According to Valeria J. Stokes, Ed.D., vice president of human resources for a not-for-profit healthcare system, “Canceling your scheduled interview will derail any future opportunities with that company and more. That is because executives in the same or related industries often know each other and share their positive and negative experiences about various job candidates. You might also be placed on a do-not-call list of candidates, which will damage your chances for advancing in that industry. The only good excuse for canceling your job interview is because you have accepted another job.”
When you are job hunting, your knowledge of proper business protocol and your behavior will be noted by others, so because you committed to the interview, you must follow through.
Increasing your connections is important to any job search. Accept all appropriate connections that pop up on your path. A good place to start is through LinkedIn. Include personal and business introductions you receive for potential referrals, friends of friends, industry experts, colleagues in your past workplaces and even blind dates friends have been wanting you to meet (if you’re single).
Why? Because you want to uncover every opportunity and establish solid connections for furthering your career. Always remember, connections are a two-way street, so always extend your help when asking for help from others. Some of those connections may even turn into friendships.
Stokes says it is a compliment to you when you receive a referral to an industry expert. “If you refuse or ignore an interview request, you are blocking a path to other opportunities,” she warns.
Interviews are not just for finding out about a job. They are for broadening your network, and any connection could become meaningful at any time. Candidates should always be polite and receptive to all in recruiters’ positions, even if some recruiters do not seem polite to you.
As a sample response to an interview request, Stokes suggests you greet the person contacting you with the following: “Thank you for reaching out to me with this opportunity. Is it possible for you to email me more information? I would like to explore the position and I will get back to you soon.”

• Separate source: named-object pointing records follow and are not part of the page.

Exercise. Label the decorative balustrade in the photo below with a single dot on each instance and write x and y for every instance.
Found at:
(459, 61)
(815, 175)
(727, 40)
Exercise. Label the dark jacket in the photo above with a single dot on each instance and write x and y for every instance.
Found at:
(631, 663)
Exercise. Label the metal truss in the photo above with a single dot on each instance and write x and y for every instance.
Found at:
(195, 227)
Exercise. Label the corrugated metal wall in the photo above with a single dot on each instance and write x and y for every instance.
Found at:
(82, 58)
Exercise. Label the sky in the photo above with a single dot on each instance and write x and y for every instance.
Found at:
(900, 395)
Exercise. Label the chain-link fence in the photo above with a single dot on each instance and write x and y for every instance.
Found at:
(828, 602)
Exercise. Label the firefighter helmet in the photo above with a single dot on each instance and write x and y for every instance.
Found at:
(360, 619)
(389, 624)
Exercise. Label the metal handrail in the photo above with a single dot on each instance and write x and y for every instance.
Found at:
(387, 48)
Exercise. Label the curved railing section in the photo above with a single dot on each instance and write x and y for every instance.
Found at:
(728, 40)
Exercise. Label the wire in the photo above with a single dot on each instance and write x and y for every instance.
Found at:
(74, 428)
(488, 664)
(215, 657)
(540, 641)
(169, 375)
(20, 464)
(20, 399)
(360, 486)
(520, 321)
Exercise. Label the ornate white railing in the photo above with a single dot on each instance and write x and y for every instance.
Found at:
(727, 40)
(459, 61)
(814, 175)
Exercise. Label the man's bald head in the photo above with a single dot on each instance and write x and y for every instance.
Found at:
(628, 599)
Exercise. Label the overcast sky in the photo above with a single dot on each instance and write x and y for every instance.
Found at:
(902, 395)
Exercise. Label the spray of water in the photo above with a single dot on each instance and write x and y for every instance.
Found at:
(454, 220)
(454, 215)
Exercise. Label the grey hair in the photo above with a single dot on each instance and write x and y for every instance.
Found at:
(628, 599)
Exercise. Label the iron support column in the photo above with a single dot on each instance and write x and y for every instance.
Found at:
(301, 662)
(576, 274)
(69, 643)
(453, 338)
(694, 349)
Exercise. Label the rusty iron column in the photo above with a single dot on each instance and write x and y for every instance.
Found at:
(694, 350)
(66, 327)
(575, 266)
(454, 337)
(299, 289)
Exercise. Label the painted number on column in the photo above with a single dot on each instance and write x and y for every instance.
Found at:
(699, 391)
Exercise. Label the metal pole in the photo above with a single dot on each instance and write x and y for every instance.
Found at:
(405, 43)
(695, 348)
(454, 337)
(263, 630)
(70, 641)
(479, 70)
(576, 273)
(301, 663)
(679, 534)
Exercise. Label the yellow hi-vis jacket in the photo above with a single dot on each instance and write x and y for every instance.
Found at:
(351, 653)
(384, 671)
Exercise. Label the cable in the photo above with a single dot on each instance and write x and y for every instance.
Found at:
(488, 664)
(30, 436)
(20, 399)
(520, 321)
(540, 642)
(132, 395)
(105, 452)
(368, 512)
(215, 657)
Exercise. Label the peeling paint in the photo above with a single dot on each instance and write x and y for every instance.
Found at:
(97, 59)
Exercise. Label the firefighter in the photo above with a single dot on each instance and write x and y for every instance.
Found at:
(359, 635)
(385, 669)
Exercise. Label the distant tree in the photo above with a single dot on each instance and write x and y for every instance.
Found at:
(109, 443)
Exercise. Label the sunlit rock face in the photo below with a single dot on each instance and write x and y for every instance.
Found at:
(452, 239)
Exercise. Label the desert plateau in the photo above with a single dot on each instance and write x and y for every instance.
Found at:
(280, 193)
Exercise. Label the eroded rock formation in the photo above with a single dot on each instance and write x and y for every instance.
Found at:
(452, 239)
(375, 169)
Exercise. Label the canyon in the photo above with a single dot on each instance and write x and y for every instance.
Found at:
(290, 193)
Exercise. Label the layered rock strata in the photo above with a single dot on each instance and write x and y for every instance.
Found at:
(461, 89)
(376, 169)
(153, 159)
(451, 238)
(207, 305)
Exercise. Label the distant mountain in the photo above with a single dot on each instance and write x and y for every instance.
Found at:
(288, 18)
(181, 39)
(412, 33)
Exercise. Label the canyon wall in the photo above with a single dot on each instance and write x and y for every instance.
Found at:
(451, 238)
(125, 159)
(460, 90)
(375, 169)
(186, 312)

Now you will have a chance to review the position before committing to an interview.
If the company doesn’t fit with your philosophy, ethics or career strategy, you can respond with the following: “Thank you for providing this information, but at this time the position appears too junior to my role,” or, “This position doesn’t align with my future goals, but would you like me to forward you my contacts who might be interested?”
You don’t want to waste your time or the recruiter’s time by going on an interview that does not match with your goals, but you still want to create a relationship with the person to maintain the connection. You never know what opportunities may appear on your career path.
The CEO or HR representative may only say, “We have a job we want you to consider,” so it will be up to you to ask for information. Stokes further says, “Recruiters never give the candidate the whole story on the first phone call, so never say ‘no’ without more information.”